Encyclopedia Britannica and Merriam-Webster just dropped a major copyright lawsuit on OpenAI, alleging the AI giant trained GPT-4 on their premium content without permission—and now the model spits out near-verbatim copies on demand. Filed Friday, the suit claims OpenAI systematically scraped and memorized copyrighted encyclopedia entries and dictionary definitions, adding fresh fuel to the already blazing debate over AI training practices and intellectual property rights.
OpenAI is facing another heavyweight copyright battle. Encyclopedia Britannica and dictionary publisher Merriam-Webster filed a lawsuit Friday alleging the AI company systematically copied their copyrighted content to train ChatGPT, then generated responses that reproduce their work without permission or attribution, Reuters first reported.
The allegations are pretty damning. According to the complaint filed in federal court, GPT-4 has essentially memorized huge chunks of Britannica's encyclopedia entries. "GPT-4 itself has 'memorized' much of Britannica's copyrighted content and will output near-verbatim copies of significant portions on demand," the lawsuit states. "The memorized examples are unauthorized copies that [OpenAI] used to train their models, including GPT-4."
This isn't just about a few snippets here and there. The publishers claim OpenAI engaged in a pattern of wholesale copying, scraping their carefully curated reference materials to build out the knowledge base that makes ChatGPT seem so authoritative. When users ask ChatGPT for information, they're often getting responses that closely mirror—sometimes word-for-word—content that Britannica and Merriam-Webster spent resources creating and fact-checking.

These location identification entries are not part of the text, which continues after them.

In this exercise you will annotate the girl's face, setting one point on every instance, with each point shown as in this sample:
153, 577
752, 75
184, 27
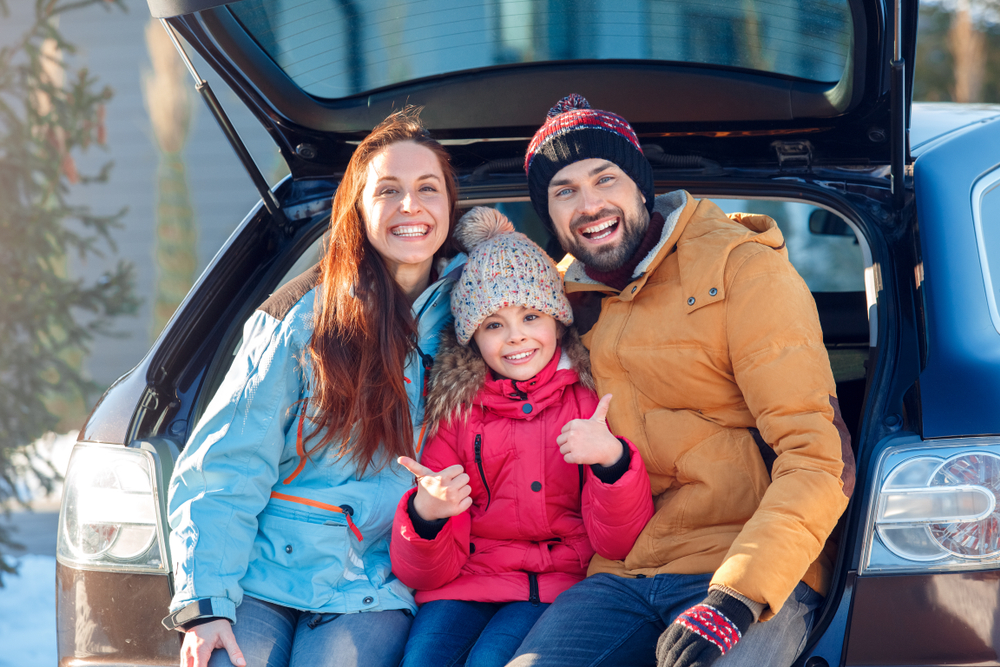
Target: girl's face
406, 206
517, 342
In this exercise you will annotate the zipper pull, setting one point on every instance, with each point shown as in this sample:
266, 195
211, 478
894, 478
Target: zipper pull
348, 511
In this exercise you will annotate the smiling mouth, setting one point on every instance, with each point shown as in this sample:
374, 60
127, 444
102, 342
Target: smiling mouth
519, 356
411, 231
601, 230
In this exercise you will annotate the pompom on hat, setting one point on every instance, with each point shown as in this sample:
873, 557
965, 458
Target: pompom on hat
505, 268
573, 132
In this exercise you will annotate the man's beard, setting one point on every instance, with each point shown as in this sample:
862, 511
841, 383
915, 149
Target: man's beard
607, 258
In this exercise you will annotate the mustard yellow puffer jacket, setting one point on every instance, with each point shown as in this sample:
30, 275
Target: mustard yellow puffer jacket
718, 334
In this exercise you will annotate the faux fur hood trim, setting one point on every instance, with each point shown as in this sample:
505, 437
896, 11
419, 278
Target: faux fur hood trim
459, 373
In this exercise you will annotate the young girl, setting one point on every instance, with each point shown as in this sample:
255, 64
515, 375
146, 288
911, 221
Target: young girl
522, 480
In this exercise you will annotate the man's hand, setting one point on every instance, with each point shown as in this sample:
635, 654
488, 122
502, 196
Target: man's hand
703, 633
439, 494
201, 640
588, 441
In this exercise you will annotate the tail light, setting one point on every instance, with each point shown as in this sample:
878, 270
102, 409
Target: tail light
111, 517
936, 508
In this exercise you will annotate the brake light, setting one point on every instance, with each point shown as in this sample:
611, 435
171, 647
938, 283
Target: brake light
935, 509
111, 517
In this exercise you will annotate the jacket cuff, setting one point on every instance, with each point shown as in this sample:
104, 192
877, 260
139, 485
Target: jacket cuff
206, 608
613, 473
756, 608
428, 530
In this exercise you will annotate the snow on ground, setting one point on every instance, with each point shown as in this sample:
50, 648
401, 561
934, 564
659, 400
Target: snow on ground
28, 614
28, 600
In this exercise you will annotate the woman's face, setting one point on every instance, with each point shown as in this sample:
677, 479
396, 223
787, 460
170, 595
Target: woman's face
406, 206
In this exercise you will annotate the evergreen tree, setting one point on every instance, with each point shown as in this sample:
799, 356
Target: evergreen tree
49, 111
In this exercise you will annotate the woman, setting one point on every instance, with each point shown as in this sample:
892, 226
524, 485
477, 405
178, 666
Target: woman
282, 502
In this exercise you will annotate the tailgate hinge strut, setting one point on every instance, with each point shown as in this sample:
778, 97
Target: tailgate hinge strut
898, 97
205, 90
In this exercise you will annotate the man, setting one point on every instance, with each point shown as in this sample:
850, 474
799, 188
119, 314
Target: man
710, 343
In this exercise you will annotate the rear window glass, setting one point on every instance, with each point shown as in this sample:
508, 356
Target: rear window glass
338, 48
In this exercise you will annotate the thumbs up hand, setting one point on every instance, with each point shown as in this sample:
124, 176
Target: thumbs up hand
588, 441
439, 494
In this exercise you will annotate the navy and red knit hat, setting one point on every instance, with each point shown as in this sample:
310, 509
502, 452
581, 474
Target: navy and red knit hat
574, 132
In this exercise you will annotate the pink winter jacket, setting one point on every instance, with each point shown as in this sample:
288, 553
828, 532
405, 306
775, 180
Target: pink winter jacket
536, 520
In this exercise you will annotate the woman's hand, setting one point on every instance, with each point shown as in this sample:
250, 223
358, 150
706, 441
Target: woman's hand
439, 494
588, 441
201, 640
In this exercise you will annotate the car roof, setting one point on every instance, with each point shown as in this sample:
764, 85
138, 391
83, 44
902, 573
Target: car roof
320, 75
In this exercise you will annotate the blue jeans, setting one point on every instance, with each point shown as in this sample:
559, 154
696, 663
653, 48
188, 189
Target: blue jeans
451, 633
274, 636
608, 620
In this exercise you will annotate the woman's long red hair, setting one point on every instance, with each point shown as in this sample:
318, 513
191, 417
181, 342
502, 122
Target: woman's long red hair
364, 330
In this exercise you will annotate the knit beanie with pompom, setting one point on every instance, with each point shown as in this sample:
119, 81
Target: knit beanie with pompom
573, 132
505, 268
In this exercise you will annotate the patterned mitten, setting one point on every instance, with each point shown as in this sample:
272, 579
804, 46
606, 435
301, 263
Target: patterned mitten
703, 633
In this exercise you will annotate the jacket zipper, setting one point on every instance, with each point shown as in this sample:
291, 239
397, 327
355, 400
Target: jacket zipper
482, 472
533, 597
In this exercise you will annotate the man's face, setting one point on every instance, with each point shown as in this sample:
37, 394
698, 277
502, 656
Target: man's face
598, 213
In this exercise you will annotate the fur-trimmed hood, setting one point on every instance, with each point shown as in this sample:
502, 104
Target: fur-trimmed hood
460, 373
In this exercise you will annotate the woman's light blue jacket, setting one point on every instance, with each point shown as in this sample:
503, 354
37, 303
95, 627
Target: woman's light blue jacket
243, 521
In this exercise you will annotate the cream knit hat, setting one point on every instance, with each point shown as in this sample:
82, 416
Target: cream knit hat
505, 268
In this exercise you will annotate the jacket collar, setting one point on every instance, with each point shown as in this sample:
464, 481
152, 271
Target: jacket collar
526, 398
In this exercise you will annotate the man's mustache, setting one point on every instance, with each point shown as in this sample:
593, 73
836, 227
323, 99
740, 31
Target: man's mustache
584, 220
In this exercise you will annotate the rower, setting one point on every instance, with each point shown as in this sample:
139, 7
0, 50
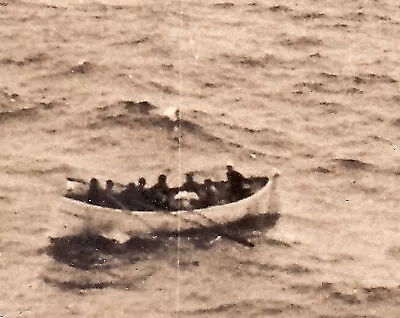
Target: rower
109, 195
160, 191
236, 184
93, 195
209, 195
190, 185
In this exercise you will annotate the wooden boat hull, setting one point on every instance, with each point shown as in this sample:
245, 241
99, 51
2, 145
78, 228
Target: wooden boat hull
153, 221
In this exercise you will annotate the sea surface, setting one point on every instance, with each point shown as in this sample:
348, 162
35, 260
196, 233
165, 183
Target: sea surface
89, 89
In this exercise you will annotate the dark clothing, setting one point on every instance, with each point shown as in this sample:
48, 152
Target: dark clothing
159, 195
94, 194
209, 196
236, 183
190, 186
132, 198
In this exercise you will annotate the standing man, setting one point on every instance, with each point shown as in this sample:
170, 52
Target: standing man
236, 181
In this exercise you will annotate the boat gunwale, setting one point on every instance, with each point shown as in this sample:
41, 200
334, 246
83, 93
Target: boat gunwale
252, 197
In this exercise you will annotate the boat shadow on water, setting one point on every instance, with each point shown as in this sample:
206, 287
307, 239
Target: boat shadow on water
91, 252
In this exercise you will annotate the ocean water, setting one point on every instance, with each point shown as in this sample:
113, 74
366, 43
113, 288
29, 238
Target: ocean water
310, 88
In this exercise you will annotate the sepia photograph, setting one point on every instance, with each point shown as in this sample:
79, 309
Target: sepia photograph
199, 158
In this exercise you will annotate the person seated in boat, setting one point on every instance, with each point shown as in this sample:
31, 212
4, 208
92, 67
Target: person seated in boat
94, 192
236, 181
142, 185
190, 185
159, 193
209, 195
131, 198
109, 195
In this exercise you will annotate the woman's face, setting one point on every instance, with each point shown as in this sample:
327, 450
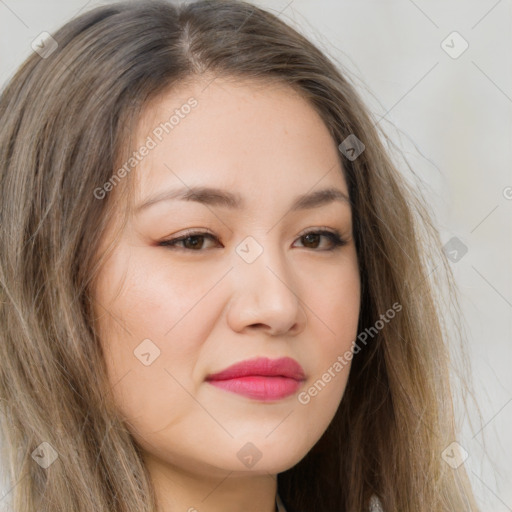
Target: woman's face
256, 285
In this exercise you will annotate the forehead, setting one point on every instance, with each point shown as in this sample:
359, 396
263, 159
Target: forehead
251, 136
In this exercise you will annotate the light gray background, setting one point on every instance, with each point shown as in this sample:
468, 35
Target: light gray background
453, 119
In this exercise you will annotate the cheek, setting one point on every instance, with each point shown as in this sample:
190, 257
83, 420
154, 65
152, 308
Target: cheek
151, 336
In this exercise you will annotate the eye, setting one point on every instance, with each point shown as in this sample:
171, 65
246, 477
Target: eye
194, 240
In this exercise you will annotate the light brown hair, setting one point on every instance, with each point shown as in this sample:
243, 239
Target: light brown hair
65, 125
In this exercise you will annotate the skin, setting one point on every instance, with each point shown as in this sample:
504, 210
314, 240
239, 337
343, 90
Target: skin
207, 308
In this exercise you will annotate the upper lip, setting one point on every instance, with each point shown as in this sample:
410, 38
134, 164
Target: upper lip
262, 366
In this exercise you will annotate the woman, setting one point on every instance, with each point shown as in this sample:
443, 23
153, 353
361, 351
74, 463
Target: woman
215, 282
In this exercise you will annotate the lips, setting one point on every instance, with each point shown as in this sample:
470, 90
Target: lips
261, 378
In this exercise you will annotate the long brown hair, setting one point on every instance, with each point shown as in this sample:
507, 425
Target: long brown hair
65, 124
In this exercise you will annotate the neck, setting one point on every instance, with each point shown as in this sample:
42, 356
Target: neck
211, 489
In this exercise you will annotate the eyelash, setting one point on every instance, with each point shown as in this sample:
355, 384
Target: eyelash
334, 236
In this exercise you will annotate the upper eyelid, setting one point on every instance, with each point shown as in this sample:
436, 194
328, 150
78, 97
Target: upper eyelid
322, 230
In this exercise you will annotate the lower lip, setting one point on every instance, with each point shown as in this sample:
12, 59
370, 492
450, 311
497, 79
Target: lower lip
260, 388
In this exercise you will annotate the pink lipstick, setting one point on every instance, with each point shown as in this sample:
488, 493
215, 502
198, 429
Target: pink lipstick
261, 378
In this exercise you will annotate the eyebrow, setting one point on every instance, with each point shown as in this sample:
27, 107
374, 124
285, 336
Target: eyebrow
223, 198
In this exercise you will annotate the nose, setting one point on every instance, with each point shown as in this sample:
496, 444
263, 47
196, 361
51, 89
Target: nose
264, 296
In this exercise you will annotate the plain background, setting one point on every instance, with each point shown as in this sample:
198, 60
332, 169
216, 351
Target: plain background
452, 116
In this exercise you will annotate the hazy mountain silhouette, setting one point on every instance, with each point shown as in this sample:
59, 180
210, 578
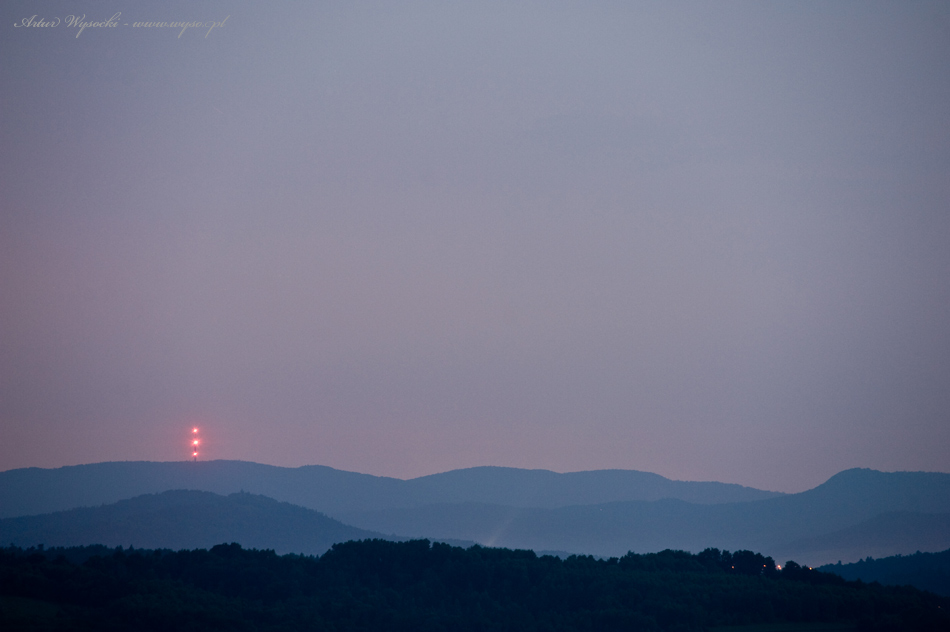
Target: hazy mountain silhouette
33, 490
779, 526
927, 571
186, 520
887, 534
854, 514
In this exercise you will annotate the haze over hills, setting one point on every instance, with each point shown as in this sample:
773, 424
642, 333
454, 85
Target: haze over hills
186, 520
778, 526
854, 514
31, 491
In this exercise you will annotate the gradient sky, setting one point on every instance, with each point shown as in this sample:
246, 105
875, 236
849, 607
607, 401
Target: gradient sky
707, 240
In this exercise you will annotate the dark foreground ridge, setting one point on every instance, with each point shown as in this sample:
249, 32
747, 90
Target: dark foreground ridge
418, 586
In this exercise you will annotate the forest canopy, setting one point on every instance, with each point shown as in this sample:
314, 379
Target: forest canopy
418, 585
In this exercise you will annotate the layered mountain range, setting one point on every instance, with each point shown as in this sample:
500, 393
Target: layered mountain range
854, 514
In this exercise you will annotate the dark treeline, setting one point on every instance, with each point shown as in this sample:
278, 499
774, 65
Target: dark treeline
379, 585
927, 571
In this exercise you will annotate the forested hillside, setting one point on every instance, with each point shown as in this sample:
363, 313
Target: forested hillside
380, 585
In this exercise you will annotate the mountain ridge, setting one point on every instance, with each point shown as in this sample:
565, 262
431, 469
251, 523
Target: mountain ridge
29, 491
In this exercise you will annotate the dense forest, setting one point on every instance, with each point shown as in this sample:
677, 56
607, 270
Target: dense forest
380, 585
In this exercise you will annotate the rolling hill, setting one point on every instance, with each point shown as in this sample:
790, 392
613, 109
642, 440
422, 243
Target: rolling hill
186, 520
30, 491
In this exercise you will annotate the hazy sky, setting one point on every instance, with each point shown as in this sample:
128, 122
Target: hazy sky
706, 239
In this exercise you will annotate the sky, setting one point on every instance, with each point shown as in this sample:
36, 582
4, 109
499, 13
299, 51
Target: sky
706, 240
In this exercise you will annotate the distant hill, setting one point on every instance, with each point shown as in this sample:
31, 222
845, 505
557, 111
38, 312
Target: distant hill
927, 571
854, 514
31, 491
186, 520
887, 534
786, 527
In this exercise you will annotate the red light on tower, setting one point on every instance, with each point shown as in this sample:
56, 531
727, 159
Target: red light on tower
194, 443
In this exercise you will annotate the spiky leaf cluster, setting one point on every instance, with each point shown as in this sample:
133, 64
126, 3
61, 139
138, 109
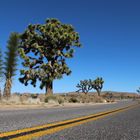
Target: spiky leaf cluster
11, 56
44, 49
97, 84
87, 85
84, 86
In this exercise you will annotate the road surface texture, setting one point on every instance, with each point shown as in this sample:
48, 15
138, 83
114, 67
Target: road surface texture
18, 119
121, 126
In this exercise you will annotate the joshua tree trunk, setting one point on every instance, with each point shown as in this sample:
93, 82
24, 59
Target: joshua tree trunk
49, 88
7, 89
0, 94
99, 92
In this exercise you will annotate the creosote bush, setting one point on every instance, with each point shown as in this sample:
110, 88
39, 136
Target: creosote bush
55, 98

The timing couldn't be more pointed. OpenAI has been on a signing spree lately, cutting licensing deals with major publishers like News Corp and the Associated Press to legitimize its training data sources. But those agreements came after the company had already trained its models on massive amounts of web content—including, the lawsuit alleges, premium reference materials that were never meant to be free for commercial AI training.
Britannica and Merriam-Webster join a growing chorus of publishers and creators taking legal action against AI companies. The New York Times sued OpenAI and Microsoft in December 2023 over similar allegations of copyright infringement. Authors including John Grisham and George R.R. Martin have filed their own suits. Visual artists are challenging image generators like Stable Diffusion and Midjourney. The legal landscape is getting messy, fast.
What makes this case particularly interesting is who's bringing it. Encyclopedia Britannica isn't some scrappy startup crying foul—it's a 255-year-old institution that's been the gold standard for reference content since before the internet existed. Merriam-Webster has been America's dictionary authority since 1828. These are companies that built entire business models around being trusted, curated sources of information. Now they're watching an AI model trained on their work compete directly with them for user attention.
The legal argument centers on whether AI training constitutes fair use—a question that's becoming the defining intellectual property battle of the AI era. OpenAI and other AI companies have argued that training models on publicly available content is transformative use protected under copyright law. Publishers and creators counter that systematic copying for commercial purposes can't be fair use, especially when the resulting AI outputs can substitute for the original works.
The stakes are enormous. If Britannica and Merriam-Webster prevail, it could force OpenAI and other AI companies to either pay licensing fees for training data or strip their models of knowledge derived from copyrighted sources. That could fundamentally reshape how large language models are built and trained. It might also create a lucrative new revenue stream for content owners who've watched AI companies build billion-dollar valuations on the back of their intellectual property.
OpenAI hasn't publicly responded to the lawsuit yet, but the company has consistently maintained that its training practices fall within legal bounds. In previous cases, OpenAI has argued that its models learn patterns and concepts from training data rather than storing and reproducing content verbatim. The Britannica complaint directly challenges that narrative with allegations of memorization and near-verbatim reproduction.
For context, GPT-4 was trained on hundreds of billions of words scraped from the internet, books, and other text sources. The model reportedly cost over $100 million to train, and OpenAI has been notoriously secretive about exactly what data went into it. The company has said it filters out copyrighted content when possible, but clearly publishers like Britannica believe their content made it into the training mix anyway.
This lawsuit could also have ripple effects beyond OpenAI. Google, Meta, and other tech giants are all racing to build more powerful AI models, and they're all grappling with the same fundamental question about training data. If courts establish that reference content requires licensing, it'll reshape the entire AI industry's approach to dataset curation.
The Britannica lawsuit is another flashpoint in the ongoing war over AI training data and copyright. With established reference publishers now joining newspapers, authors, and artists in challenging OpenAI's practices, the company faces mounting legal and financial pressure to either prove its training methods constitute fair use or start paying for the content that powers its models. The outcome will likely set precedent for the entire AI industry and determine whether content creators can claw back control—and compensation—for intellectual property that's already been ingested by dozens of large language models. Watch for OpenAI's response and whether other reference publishers follow Britannica's lead.